Tale ultima recente pronuncia, pertanto, vale a confermare l’orientamento delle ultime Sezioni Unite penali.
[1] V. Cass. pen., sez. II, ud. 1° dicembre 2021 (dep. 30 dicembre 2021), n. 47306 Presidente Diotallevi - Relatore Agostinacchio, in Leggi d'Italia.
[2] SS.UU., 23 ottobre 2020 n. 29541, in De jure. Cfr. S. BERNARDI, Le Sezioni unite sui contorni applicativi del delitto di esercizio arbitrario delle proprie ragioni mediante violenza alle persone in tema di rapporti con l’estorsione e concorso dell’extraneus: una pronuncia risolutiva?, in Sistema pen., 11 novembre 2020.

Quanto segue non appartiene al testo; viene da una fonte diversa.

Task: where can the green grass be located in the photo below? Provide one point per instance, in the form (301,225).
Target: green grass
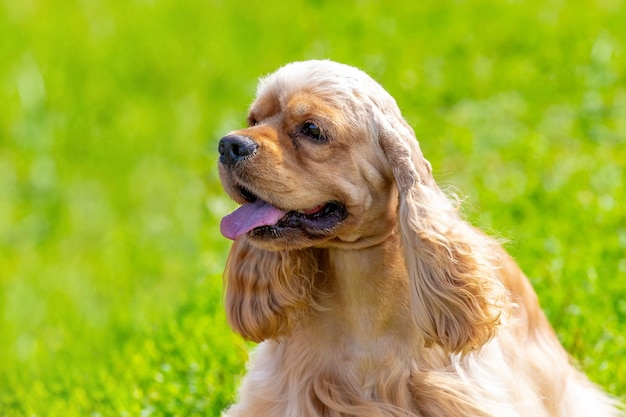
(110,255)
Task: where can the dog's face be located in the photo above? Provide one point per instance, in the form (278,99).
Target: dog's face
(309,170)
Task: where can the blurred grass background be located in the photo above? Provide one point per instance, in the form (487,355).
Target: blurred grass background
(110,256)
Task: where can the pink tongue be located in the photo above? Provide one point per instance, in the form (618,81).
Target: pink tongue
(249,216)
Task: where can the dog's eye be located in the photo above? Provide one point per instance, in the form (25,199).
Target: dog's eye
(252,121)
(313,131)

[3] La norma che punisce la condotta di estorsione prevede la pena della reclusione da cinque a dieci anni, oltre alla multa da 1.000 a 4.000 euro; nella forma aggravata, di cui al secondo comma dell’art. 629 c.p., la pena va da sette a vent’anni di reclusione e da 5.000 a 15.000 euro di multa. Appare evidente lo scarto sanzionatorio rispetto al reato previsto e punito ex art. 393 c.p. con la reclusione fino ad un anno, cui si aggiunge la multa fino a 206 euro, qualora oltre alla violenza sulle persone vi sia anche quella sui beni.
[4] Cass. pen. Sez. II, 1° dicembre 2021, n. 47306, p. 3.
[5] Ex multis v. Cass. pen. sez. V, 15 luglio 2019, n. 35563.
[6] SS.UU., 23 ottobre 2020, n. 29541, p. 10.
[7] Sul tema, cfr. F. MANTOVANI, Diritto penale. Parte generale, X edizione, Milano, 2017, 109.
[8] Cass. pen. Sez. II, 28 giugno 2016, n. 46288.
[9] SS.UU., 20 ottobre 2020, cit., p. 27.